RENEE ANTONELLI VALENTE: I found my week ending in the absolute worst place I ever thought it could: falling and then sobbing into the arms of a stranger on the floor of a hospital. Looking back on it, though, it was the absolute best place I could be.
It all began two days after Christmas. I had just begun organizing my receipts and other documents to prepare for the year’s end when my mother called. She fell at work and broke her hip. She was in the emergency room.The Author
I’m an only child. My mother lives a fair distance away, alone. So naturally I locked into crisis mode and headed out.
What followed was a chaotic blur.
I rammed into roadblock after roadblock, with incompetent individuals incapable of shoveling manure, let alone working in human resources, law, and insurance.

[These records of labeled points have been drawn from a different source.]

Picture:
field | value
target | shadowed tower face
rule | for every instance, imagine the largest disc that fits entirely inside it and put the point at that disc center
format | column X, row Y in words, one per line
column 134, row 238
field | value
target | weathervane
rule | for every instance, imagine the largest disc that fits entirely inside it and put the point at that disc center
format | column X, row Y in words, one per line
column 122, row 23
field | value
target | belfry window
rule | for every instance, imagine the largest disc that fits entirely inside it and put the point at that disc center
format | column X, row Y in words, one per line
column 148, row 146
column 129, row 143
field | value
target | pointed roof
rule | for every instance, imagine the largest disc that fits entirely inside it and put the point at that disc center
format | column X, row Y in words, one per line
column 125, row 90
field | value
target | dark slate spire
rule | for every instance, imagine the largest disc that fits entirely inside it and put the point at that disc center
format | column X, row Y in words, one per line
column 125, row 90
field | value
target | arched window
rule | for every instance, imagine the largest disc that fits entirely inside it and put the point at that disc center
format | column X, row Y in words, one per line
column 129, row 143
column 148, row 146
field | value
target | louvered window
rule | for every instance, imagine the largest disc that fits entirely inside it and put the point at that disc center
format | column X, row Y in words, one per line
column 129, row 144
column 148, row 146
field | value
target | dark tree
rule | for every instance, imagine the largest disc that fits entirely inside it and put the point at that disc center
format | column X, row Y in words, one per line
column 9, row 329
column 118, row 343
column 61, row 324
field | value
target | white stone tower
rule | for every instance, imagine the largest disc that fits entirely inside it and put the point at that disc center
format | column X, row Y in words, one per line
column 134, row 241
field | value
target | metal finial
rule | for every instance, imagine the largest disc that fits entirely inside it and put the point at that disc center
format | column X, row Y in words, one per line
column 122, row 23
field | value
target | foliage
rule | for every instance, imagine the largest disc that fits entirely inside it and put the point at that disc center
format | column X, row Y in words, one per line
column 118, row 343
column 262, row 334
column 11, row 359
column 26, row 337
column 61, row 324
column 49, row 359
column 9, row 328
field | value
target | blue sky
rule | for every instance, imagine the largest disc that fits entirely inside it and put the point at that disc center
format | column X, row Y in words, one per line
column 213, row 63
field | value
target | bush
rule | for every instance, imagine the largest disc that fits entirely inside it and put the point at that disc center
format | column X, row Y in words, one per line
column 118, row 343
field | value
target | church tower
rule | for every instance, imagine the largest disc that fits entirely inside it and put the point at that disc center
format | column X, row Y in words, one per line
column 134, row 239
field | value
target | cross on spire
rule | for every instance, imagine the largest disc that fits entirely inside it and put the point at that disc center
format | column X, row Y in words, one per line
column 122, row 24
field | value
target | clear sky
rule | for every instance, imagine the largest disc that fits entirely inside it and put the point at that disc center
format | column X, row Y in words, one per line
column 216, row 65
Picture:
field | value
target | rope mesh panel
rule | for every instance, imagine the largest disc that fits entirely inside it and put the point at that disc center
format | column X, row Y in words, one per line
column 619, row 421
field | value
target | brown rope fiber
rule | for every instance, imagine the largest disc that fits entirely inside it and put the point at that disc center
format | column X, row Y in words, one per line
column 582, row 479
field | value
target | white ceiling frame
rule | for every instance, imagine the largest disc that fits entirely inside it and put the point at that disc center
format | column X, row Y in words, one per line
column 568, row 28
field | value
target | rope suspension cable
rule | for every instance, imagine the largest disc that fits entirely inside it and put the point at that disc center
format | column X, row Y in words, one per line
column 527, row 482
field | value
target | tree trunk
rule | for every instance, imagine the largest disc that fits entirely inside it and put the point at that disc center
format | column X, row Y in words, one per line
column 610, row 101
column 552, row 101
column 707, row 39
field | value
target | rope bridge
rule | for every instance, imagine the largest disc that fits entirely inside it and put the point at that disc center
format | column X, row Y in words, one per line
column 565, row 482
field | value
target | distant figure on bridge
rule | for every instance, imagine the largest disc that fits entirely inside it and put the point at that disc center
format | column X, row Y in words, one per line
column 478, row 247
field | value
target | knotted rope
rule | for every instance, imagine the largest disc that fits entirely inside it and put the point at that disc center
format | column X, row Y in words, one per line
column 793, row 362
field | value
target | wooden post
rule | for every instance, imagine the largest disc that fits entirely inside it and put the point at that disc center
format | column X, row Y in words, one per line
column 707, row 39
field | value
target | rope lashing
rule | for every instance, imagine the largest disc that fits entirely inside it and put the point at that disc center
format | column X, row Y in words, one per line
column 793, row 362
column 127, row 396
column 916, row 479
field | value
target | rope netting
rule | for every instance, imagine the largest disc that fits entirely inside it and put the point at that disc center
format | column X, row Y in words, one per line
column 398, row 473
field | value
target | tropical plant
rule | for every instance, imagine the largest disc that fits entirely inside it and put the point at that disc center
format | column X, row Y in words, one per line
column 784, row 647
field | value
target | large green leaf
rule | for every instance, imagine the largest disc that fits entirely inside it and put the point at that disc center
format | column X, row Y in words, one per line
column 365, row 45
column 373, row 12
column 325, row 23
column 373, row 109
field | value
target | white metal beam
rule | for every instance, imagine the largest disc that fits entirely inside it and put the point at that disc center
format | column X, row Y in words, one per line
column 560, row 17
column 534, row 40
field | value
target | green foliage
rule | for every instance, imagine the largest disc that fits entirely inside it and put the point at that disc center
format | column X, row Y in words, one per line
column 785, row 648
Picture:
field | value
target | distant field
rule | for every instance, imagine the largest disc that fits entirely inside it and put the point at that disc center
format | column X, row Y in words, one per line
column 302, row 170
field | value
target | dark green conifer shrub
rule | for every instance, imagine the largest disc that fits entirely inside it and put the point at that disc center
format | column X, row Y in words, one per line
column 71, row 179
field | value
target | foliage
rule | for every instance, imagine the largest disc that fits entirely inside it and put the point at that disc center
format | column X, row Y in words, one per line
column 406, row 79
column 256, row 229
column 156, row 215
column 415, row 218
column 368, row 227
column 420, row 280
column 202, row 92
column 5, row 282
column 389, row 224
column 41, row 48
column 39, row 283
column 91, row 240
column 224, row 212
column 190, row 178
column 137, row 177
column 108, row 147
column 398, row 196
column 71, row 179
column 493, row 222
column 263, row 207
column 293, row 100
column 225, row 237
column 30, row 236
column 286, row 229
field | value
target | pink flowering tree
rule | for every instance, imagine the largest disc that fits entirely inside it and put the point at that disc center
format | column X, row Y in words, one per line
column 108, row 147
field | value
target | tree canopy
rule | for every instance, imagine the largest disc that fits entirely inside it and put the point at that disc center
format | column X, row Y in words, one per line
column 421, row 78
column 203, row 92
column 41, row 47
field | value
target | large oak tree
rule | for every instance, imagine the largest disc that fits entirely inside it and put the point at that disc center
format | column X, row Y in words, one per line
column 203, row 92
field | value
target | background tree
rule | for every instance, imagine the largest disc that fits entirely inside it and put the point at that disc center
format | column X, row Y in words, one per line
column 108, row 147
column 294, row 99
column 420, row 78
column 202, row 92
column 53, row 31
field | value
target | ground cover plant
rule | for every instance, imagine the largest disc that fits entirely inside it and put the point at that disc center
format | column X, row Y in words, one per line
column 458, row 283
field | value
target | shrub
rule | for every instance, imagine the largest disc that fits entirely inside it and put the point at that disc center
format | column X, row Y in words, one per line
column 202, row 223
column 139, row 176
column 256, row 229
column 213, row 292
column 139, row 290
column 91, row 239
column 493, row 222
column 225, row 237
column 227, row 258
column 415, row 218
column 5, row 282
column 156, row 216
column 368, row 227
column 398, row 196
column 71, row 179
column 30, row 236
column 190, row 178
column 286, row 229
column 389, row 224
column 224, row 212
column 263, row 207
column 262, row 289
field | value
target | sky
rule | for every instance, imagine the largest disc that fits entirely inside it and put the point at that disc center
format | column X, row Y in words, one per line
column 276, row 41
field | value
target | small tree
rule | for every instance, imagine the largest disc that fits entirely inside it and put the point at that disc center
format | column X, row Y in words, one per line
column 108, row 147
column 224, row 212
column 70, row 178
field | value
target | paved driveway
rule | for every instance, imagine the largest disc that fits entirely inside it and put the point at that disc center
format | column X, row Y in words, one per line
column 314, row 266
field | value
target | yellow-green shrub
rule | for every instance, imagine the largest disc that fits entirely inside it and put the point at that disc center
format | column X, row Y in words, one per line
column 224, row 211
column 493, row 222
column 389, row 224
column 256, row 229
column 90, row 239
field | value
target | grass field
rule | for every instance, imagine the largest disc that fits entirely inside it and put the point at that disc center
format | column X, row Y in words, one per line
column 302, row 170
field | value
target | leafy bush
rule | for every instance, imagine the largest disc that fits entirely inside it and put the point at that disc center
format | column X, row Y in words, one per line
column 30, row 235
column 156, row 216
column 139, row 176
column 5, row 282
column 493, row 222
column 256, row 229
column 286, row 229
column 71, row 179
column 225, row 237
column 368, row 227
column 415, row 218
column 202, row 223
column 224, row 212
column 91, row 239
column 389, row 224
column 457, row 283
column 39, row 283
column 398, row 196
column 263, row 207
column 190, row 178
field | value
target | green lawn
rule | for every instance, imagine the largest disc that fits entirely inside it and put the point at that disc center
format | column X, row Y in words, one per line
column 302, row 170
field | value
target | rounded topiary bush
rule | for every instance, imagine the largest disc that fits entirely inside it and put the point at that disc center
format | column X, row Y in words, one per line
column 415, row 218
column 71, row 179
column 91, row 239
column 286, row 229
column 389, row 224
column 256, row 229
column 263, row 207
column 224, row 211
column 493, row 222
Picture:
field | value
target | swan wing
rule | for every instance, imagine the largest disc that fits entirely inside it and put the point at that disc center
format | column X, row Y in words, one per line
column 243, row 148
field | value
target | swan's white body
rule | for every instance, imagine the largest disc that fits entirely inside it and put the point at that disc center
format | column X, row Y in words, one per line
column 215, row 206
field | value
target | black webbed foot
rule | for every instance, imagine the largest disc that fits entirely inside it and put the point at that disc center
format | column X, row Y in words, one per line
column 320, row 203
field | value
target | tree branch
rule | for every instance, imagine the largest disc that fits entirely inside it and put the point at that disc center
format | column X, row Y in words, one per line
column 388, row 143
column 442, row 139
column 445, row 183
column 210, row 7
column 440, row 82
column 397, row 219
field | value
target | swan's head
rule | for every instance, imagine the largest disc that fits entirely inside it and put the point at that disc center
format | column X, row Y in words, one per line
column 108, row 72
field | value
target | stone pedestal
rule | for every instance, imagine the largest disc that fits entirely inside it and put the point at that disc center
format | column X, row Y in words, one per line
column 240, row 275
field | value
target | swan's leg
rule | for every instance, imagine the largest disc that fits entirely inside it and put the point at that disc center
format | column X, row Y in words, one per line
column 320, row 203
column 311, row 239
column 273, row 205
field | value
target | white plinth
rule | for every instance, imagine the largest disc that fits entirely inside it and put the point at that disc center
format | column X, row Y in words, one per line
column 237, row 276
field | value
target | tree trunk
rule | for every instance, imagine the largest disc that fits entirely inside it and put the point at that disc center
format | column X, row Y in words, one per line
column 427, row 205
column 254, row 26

I endured such insensitivity and callousness — in, of all places, the HEALTH CARE field — that I’m surprised I didn’t fatten a few lips.
And in preparing a safe environment for mom to return home to, I discovered years’ worth of hoarding that required nearly every waking moment to sanitize and organize, all the while feeling like I was playing in a sandbox that was the subject of some creepy science experiment.
So, of course, falling in the hallway of her rehab facility the morning of my mother’s discharge was all I needed.
Before we left, I returned to the patient area to say goodbye to a new mom who was also going home that day. She had contracted encephalitis after a bout of vertigo. Both her body and eyes now move continuously. She wasn’t ready to go home, but based on insurance she had to.
I’m a professional photographer, and the one gift I could offer was a collection of family portraits once she is healed. I was touched by her spirit and determination to be well for her baby boy. As a mother myself, I thought she could use some nice memories with her family after all she’s faced down.
I was on my way out of her room when I slipped and went down. My ankle was soon throbbing.
Hearing the commotion, the woman wheeled herself into the hallway. She immediately put her arms around me.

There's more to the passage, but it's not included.